Some of the tables cause errors when I try to change the type since the contain fulltext fields etc
[15 Feb 2006 13:00] Tomas Ulin
please provide the error log and trace from node 3

you could try ndb_error_reporter to collect all files.

BR,

Tomas
[21 Feb 2006 13:42] F Huber
I downloaded the BitKeeper version (5.1.8) and compiled the NDBD with the following Parameter (I am running the Cluster on a XEON 64 Bit Redhat AS - 2.6.9-27.ELsmp #1 SMP x86_64 x86_64 x86_64 GNU/Linux):

extra_flags="-mtune=nocona -O3 -fPIC -fno-omit-frame-pointer -felide-constructors -fno-exceptions -fno-rtti -g"

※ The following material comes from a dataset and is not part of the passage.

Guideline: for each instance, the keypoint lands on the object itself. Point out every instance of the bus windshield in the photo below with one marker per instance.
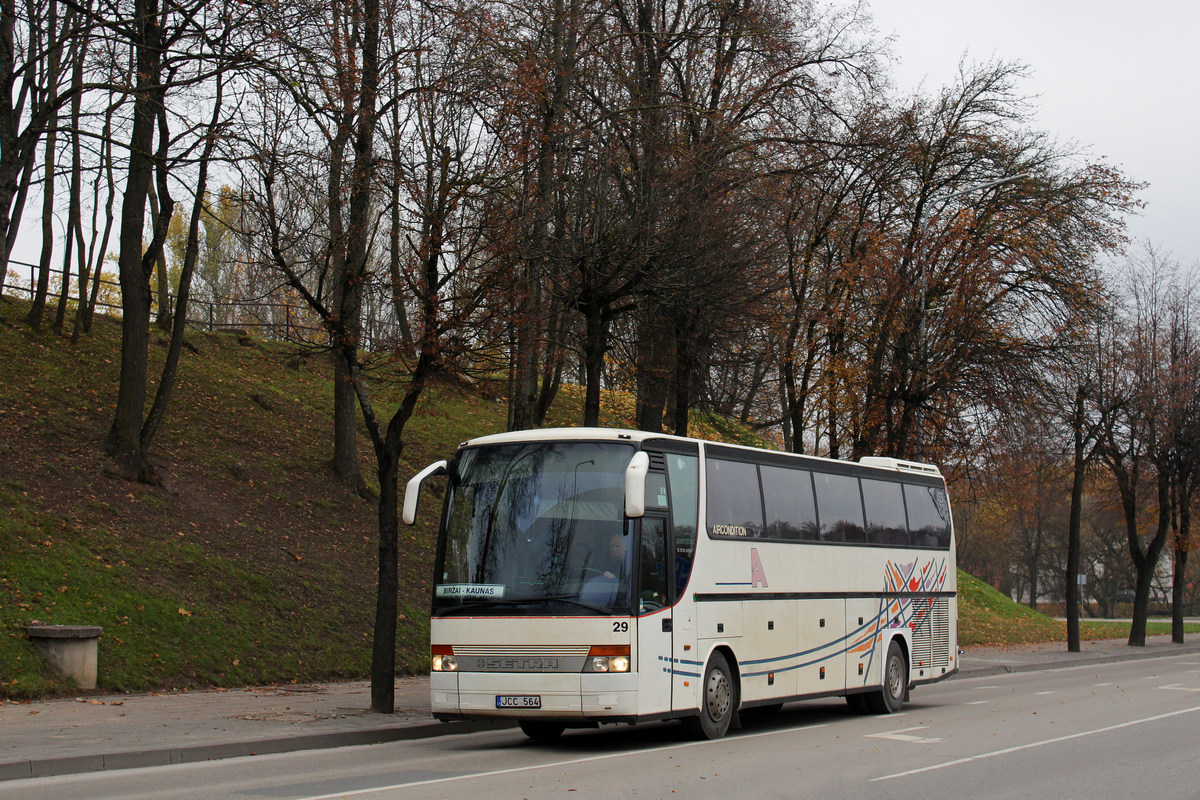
(537, 528)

extra_configs="--with-innodb --with-ndbcluster --with-archive-storage-engine --with-big-tables --with-federated-storage-engine --with-csv-storage-engine --with-embedded-server --enable-assembler --with-mysqld-ldflags=-all-static"

Error report is attached (ndb_error_report_20060221143455.tar.bz2)

I will try it with a plain compile-amd64-max and post the results too
[21 Feb 2006 13:47] F Huber
Error Report of a 5.0.8 ndbd - which I tried to start on node 11 (part1)

Attachment: ndb_error_report_20060221143455_part1.zip (application/zip, text), 154.75 KiB.

[21 Feb 2006 14:08] Jonas Oreland
Would it be possible to get your schema/data ?
[14 Mar 2006 13:46] Jonas Oreland
Hi,

I downloaded your dump, loaded it and did a couple of restarts.
Wo/ problem... (on 5.1.8)

Could you try uploading another dump?
/Jonas
[14 Apr 2006 23:00] Bugs System
No feedback was provided for this bug for over a month, so it is
being suspended automatically. If you are able to provide the
information that was originally requested, please do so and change
the status of the bug back to "Open".
[15 Apr 2006 5:28] Jonas Oreland
Do you still get this.
Are you still up for remote login?
[26 Apr 2006 15:12] Jonas Oreland
Fixed in 5.1.7, but bug#19333 masked "original bug"

Document as:
ndbd restart could fail due to incorrect memory access

Felix: please (re) open if you encounter bugs again.
[28 Apr 2006 8:46] Jon Stephens
Thank you for your bug report. This issue has already been fixed
in the latest released version of that product, which you can download at 
http://www.mysql.com/downloads/

Additional info:

Documented bugfix in 5.1.7 changelog. Closed.